The DIW economic institute has slashed its growth forecast for Germany due to an unexpectedly weak start to 2018 and risks from abroad including concerns about Italy's new government and the escalating trade conflict with the United States.
Italy's coalition government comprises anti-establishment parties with a brief to shake up EU institutions while U.S. President Donald Trump has threatened allies with hefty tariffs on car imports in addition to unilaterally imposed metal duties.
The Berlin-based DIW think-tank said it cut its gross domestic product growth forecast for Europe's largest economy by 0.5 percentage points to 1.9 percent this year, and by 0.2 percentage points to 1.7 percent in 2019.
"Uncertainty arises mainly from growing concerns about some European countries, mainly Italy, and the possibility of an escalating trade conflict between the United States and the rest of the world," DIW said.

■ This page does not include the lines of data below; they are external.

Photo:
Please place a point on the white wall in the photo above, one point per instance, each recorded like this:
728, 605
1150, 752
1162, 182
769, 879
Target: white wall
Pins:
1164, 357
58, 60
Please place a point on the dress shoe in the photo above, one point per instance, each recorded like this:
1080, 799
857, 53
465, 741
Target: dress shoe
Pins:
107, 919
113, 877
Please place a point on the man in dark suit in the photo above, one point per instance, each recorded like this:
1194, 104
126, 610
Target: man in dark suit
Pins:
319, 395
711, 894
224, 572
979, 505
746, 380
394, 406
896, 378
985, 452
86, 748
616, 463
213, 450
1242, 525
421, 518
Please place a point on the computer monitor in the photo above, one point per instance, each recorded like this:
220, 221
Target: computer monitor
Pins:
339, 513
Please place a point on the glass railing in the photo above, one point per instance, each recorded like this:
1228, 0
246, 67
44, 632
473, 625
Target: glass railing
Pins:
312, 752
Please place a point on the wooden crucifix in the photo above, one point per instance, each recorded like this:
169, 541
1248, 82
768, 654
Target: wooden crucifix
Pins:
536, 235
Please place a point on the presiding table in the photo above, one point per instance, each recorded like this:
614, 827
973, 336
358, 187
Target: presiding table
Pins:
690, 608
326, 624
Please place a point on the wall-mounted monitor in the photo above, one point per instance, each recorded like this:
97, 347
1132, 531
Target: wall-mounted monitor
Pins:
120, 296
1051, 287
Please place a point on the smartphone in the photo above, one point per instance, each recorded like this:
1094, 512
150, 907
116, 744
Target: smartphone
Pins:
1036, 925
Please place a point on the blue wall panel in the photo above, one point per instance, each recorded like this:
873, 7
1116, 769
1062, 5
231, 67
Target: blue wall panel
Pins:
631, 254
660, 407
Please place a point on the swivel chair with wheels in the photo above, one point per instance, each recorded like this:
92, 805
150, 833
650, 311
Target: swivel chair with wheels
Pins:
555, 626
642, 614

The uncertain business outlook is causing companies worldwide to scale back investments and this is putting the brakes on German export growth, DIW added.
"The situation in Italy is causing the fear of a resurgence of the euro zone debt crisis," DIW head Marcel Fratzscher said.
“It's a wake-up call for politicians in Europe, especially for the German government, to finally lean into the reform debate for a more crisis-prone Europe. "The proposals and options are on the table, now it's time for action. European nations have to put up a united front, also against Trump and his protectionism," Fratzscher said.
France and Germany, the euro zone's two biggest economies, want to agree a roadmap for European Union reforms by June 19 in order to present later to EU leaders at the June 27-28 summit.